Softengi Delivers Universal Data Lake EHS Vendor Publishing Service

Client: An enterprise-level EHS vendor.

Challenge: The client’s analytics process relied on Python scripts to pull data from the client’s REST API, but this setup was unstable and difficult to maintain. Frequent timeouts, massive JSON responses, and complex scripting made data syncs unreliable, while limited monitoring made failures difficult to detect and fix.

Solution: Softengi developed a direct, scheduled cloud publishing service based on the Data Lake approach to data storing and management.

What Is a Data Lake?

A data lake is a centralized storage system that holds large volumes of raw data (structured, semi-structured, and unstructured) in their original format until they are needed for analysis.

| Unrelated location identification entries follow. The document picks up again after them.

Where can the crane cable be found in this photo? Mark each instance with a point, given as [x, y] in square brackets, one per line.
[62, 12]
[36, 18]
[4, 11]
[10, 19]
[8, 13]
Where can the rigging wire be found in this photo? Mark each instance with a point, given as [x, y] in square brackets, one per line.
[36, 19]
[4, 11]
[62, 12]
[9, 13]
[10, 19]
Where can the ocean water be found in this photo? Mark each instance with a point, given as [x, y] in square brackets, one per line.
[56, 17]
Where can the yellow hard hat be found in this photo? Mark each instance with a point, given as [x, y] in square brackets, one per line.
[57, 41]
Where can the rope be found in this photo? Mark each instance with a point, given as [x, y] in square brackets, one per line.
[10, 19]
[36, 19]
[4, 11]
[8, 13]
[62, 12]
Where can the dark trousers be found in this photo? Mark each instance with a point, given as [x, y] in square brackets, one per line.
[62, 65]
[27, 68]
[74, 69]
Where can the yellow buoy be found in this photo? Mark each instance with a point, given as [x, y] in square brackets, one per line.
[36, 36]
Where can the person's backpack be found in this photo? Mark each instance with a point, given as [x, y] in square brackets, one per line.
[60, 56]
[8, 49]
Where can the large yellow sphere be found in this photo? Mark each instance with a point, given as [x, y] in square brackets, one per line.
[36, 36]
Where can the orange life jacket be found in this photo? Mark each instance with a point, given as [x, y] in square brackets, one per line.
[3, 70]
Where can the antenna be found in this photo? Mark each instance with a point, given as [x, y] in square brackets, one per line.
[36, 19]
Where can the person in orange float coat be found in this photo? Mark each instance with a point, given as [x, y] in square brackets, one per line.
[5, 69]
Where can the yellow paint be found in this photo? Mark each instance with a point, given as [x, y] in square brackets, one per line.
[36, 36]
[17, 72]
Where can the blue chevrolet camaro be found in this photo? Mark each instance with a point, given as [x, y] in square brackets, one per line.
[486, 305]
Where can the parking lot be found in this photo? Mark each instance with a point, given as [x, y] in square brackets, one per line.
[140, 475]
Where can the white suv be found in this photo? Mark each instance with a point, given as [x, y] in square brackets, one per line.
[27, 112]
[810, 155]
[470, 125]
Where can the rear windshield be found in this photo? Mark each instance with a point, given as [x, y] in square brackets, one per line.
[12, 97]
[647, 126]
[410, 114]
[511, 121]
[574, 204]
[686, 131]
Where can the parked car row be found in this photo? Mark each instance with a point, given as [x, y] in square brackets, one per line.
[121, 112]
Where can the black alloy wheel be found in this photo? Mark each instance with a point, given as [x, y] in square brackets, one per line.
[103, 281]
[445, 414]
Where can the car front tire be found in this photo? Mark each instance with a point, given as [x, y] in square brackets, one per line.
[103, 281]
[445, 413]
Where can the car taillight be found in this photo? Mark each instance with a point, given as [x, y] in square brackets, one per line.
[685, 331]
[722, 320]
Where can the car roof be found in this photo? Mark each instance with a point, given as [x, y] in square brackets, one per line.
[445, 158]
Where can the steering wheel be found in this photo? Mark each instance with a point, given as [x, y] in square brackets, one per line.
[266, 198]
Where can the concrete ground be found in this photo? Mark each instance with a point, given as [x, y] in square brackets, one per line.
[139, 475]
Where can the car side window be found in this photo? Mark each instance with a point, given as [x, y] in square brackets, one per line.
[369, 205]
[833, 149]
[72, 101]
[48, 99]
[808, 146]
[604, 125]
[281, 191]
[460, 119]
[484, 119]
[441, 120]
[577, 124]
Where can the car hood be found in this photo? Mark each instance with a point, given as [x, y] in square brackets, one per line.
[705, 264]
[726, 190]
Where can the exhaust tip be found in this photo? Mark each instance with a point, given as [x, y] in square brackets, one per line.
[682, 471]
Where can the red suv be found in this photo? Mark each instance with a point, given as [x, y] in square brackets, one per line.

Traditional systems, such as databases or data warehouses, require structuring data before storing it, a process known as schema-on-write. A data lake employs the schema-on-read approach, which involves storing information as-is and determining its structure or interpretation when it is used.

A data lake represents a modern approach to storing and managing data, particularly for large-scale data and AI applications where flexibility and scalability are crucial.

Structure: A data lake holds all types of information, including spreadsheets, sensor data, images, videos, and logs, without requiring prior organization.
Flexibility: Data can be processed, cleaned, and analyzed later for purposes such as analytics, machine learning, or reporting.
Scalability: Data lakes are typically built on scalable storage systems, such as Amazon S3, Azure Data Lake Storage, or Google Cloud Storage, enabling them to handle petabytes of data.
Accessibility: Teams, including data scientists, analysts, and engineers, can access the same data for multiple use cases.

A data lake is like a massive digital reservoir where all of an organization’s data flows in and stays available for exploration and analysis later, without needing to decide in advance how it will be used.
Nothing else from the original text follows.